Le statut varie d'un opérateur à l'autre puisqu'il y a :

- 11 SARL (société à responsabilité limitée) soit 55 % des opérateurs ;

- 1 SCOP-SARL (société coopérative de type SARL) ;

- 1 personne physique ;

- 4 associations ;

- 2 SASU (société par actions simplifiée unipersonnelle) ;

- 1 SA (société anonyme).

D'après le syndicat national des archéologues professionnels, ces structures privées représentent environ près de 500 emplois. Leur taille est très variable, allant de une à cent personnes. Leur part de marché globale serait comprise entre 15 % et 30 % selon les évaluations estimées pour les autres opérateurs.

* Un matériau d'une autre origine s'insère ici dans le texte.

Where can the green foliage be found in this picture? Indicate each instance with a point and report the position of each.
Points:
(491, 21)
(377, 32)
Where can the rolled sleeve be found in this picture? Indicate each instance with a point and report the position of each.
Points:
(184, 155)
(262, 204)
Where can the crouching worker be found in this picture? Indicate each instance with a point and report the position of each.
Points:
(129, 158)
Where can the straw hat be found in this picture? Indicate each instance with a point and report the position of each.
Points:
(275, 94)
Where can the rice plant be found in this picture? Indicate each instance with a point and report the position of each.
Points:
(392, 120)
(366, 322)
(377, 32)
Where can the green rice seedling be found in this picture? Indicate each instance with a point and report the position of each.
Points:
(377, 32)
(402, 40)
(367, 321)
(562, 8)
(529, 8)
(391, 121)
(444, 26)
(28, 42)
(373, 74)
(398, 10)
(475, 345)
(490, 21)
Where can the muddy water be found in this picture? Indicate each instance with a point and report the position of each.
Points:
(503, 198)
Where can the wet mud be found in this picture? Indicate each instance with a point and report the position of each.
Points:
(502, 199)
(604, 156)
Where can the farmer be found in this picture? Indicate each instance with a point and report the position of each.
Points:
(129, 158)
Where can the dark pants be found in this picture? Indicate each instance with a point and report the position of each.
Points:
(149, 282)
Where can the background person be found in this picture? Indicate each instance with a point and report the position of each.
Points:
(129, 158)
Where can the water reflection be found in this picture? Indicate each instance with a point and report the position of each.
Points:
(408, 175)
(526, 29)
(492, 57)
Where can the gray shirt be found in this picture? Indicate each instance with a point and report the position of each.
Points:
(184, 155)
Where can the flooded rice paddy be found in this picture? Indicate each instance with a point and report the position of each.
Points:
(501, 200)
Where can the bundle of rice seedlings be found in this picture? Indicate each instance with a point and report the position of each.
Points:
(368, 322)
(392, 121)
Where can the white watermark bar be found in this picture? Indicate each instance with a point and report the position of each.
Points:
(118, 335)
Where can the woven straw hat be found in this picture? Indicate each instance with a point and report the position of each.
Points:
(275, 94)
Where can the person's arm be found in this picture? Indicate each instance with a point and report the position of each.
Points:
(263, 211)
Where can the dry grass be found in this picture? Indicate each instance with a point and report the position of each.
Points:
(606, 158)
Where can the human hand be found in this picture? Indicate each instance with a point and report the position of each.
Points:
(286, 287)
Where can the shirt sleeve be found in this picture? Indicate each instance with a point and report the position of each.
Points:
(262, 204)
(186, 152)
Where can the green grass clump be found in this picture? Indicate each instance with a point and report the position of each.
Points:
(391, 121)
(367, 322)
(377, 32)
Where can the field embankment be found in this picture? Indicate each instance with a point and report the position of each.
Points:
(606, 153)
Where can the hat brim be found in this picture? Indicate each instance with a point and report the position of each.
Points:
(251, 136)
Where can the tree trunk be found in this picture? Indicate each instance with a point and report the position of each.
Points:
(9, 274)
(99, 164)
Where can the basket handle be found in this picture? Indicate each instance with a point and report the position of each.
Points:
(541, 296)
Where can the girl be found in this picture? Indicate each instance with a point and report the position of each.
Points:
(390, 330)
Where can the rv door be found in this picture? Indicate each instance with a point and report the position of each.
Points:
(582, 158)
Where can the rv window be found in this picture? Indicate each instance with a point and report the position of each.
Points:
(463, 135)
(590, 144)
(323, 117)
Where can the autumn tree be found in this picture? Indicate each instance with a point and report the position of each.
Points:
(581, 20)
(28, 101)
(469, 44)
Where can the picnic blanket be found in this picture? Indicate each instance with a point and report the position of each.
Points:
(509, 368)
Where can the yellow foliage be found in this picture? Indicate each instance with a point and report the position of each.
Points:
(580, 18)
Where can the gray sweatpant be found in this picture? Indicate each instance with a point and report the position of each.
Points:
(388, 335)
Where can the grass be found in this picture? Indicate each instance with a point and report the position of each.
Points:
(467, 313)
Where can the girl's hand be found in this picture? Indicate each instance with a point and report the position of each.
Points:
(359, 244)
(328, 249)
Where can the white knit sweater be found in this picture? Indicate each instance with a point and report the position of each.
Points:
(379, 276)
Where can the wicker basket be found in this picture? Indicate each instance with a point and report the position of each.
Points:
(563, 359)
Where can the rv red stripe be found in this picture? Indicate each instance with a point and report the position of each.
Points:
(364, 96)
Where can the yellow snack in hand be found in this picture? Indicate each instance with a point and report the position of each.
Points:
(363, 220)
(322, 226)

NOMBRE D'AGRÉMENTS DÉLIVRÉS POUR DES OPÉRATIONS DE FOUILLES (CUMUL)

2003

2004

2005

2006

2007

2008

2009

2010

Collectivités territoriales

27

29

37

43

44

46

50

56

Autres

0

3

10

16

17

18

18

20

Total

27

32

47

59

61

64

68

76

Source : Ministère de la culture et de la communication - Sous-direction de l'archéologie - Juin 2011

ÉVOLUTION DU NOMBRE D'OPÉRATEURS DE FOUILLES
ENTRE 2003 ET 2010

Source : Ministère de la culture et de la communication - Sous-direction de l'archéologie - Juin 2011


* 1 Au moins 200 depuis 2003.

* 2 IPSOS Marketing - Étude « Image de l'archéologie et de l'Inrap auprès du grand public » - François de SARS - Guillaume CAMBE - Étude n° 10-050090-01 - Décembre 2010.

* 3 Audition de M. Chapelot, 6 décembre 2010, commission de la culture du Sénat.

* 4 Si l'aménageur est une personne publique soumise au code des marchés publics, la passation du contrat de fouilles est soumise aux règles de passation des marchés de travaux fixées par ce code.

* Ce chiffre est à considérer avec prudence car certains arrêtés émis en début d'année correspondent sans doute à des saisines de l'année précédente.

* 5 Centre-Ile-de-France, Grand Est nord, Grand Est sud, Grand Ouest, Grand Sud-Ouest, Méditerranée, Nord-Picardie et Rhône-Alpes-Auvergne

* 6 L'Inrap avance ce chiffre en se basant sur les années 2009/2010 mais sa part de marché était moins importante les années précédentes.